Listening for Clues

Banks that offer stock trading services have been recording phone calls between customers and agents for quality assurance purposes for years, but few have routinely analyzed the tapes to hunt for fraud.

"What's amazing to us is that there are piles of hard drives and tapes with these recordings and nothing was being done with it," says Amir Orad, evp of product management and CMO at Actimize Inc. "There's this gold mine waiting to be uncovered."

The New York-based provider of transactional risk management software seized upon that opportunity last December ('08) when it introduced its Trading Interaction Surveillance Solution, a system that applies analytics to transactional data and combines that with voice analytics to sift through phone recordings and help banks catch insider trading and other market abuses.

The software is designed "to understand the context of a discussion and what was said" between, say, an agent and a customer, says Ido Ophir, vp of strategic account management for the company.

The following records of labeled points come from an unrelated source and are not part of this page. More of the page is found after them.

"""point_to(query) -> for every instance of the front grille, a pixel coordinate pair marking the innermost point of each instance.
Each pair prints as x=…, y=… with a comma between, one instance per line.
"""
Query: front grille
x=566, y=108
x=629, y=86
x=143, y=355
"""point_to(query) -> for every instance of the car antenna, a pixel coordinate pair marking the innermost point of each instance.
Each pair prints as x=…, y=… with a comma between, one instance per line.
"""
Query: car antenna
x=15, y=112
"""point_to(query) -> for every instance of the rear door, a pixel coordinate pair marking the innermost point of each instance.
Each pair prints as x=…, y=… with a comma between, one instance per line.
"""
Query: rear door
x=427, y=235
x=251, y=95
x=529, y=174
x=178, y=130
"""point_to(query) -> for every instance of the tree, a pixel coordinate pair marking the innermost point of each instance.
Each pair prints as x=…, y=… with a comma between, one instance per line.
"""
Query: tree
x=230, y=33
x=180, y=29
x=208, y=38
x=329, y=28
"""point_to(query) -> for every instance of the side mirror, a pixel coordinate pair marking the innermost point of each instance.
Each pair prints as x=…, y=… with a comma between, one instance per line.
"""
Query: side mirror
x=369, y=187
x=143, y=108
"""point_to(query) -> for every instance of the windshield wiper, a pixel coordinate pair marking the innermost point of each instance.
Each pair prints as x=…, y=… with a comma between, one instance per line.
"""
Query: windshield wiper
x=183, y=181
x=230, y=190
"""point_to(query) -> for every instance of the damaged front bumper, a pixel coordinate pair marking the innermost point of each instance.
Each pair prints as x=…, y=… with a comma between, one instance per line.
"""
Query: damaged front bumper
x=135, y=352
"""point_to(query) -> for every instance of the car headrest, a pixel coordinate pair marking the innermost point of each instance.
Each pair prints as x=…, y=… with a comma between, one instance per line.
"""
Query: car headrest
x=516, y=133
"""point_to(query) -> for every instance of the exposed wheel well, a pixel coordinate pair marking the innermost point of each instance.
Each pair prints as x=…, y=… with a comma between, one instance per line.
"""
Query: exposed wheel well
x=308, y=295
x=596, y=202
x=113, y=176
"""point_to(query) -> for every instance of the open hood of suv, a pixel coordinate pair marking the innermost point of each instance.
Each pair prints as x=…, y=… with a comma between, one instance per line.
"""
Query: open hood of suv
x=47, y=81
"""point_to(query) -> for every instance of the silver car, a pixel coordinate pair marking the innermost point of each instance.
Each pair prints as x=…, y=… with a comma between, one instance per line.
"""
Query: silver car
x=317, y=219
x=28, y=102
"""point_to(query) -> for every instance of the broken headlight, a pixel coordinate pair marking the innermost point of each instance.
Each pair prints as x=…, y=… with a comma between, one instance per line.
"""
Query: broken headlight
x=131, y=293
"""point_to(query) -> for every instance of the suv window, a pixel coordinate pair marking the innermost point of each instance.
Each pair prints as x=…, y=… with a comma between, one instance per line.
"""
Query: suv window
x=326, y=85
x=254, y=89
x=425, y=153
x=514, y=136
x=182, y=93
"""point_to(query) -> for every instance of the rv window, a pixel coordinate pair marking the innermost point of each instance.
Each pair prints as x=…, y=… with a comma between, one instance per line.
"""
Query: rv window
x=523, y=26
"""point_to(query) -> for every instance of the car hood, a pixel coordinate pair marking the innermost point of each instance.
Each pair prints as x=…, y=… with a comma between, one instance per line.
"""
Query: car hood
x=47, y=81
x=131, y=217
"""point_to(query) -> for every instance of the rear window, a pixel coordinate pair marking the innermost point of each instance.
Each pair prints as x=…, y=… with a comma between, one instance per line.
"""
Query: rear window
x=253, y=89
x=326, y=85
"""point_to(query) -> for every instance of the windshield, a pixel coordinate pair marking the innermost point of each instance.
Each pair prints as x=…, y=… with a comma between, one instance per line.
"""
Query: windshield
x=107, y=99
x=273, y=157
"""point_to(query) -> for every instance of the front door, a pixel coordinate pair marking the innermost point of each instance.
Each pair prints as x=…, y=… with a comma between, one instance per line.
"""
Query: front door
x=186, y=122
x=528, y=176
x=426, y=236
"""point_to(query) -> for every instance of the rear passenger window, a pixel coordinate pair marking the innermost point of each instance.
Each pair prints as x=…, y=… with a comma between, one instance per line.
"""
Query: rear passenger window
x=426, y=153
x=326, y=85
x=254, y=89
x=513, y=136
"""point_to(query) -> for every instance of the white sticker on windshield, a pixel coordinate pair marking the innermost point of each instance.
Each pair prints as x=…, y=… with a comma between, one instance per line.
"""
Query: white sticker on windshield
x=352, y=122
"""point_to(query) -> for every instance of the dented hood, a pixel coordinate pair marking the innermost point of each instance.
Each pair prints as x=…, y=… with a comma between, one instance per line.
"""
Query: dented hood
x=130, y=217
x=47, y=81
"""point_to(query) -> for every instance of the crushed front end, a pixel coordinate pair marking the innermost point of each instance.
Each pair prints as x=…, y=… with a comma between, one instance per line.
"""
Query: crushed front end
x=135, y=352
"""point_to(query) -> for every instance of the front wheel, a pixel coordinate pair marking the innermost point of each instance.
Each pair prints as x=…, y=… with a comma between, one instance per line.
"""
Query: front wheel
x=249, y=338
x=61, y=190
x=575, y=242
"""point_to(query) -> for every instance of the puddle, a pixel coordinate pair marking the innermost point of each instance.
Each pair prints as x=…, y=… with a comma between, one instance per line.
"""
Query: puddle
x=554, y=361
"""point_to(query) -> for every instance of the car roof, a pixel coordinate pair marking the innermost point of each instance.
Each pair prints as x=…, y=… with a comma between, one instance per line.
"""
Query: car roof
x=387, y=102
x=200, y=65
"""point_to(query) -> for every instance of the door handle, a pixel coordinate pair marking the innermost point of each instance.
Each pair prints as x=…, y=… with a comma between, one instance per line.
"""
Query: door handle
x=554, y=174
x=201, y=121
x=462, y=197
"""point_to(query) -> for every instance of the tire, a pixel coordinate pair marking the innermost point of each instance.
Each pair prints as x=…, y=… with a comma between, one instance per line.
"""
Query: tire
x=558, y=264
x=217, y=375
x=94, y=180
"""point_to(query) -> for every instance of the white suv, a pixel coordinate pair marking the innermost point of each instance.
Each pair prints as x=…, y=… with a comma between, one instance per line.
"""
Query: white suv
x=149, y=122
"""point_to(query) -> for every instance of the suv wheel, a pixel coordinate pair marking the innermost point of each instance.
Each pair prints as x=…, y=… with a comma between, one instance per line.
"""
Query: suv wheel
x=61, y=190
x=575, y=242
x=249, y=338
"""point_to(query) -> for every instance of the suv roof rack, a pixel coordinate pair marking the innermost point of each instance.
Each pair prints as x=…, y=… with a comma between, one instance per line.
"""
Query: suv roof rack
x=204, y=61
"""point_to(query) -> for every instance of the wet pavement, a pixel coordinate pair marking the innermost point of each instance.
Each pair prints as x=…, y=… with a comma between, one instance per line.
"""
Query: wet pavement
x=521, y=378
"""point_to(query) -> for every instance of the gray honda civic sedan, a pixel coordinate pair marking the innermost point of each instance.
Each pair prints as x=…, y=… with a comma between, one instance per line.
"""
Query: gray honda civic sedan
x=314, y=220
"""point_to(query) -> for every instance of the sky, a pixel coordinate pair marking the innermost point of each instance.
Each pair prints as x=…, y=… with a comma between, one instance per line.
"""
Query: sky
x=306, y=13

The soul of the system is a risk scoring engine which helps to conduct what Ophir refers to as "interaction analytics" to flag suspicious activities between the transactional and voice analytics.

The risk scoring engine "really performs well on real-time transactions" using predictive scoring models, says Avivah Litan, vp and distinguished analyst at Gartner.

One of the other strengths of the Actimize system, which is priced in the high six-figures to low seven-figures for an annual license, is its real-time fraud detection capabilities, says Litan. The system, which customers generally run on Linux servers, comes pre-loaded with lexicons of different phrases. Once customers have deployed the software, alerts can be sent to bank analysts in a matter of seconds or minutes, depending on how the system has been configured, says Ophir. In some instances, analysts are able to receive alerts about fraudsters while the call is still in session, he adds.

Still, Ophir says many banking customers tend to configure the software so that analysts and investigators see their alerts when they boot up their computers each morning since banks have three days to cancel a trade under industry regulations if they suspect any wrongdoing.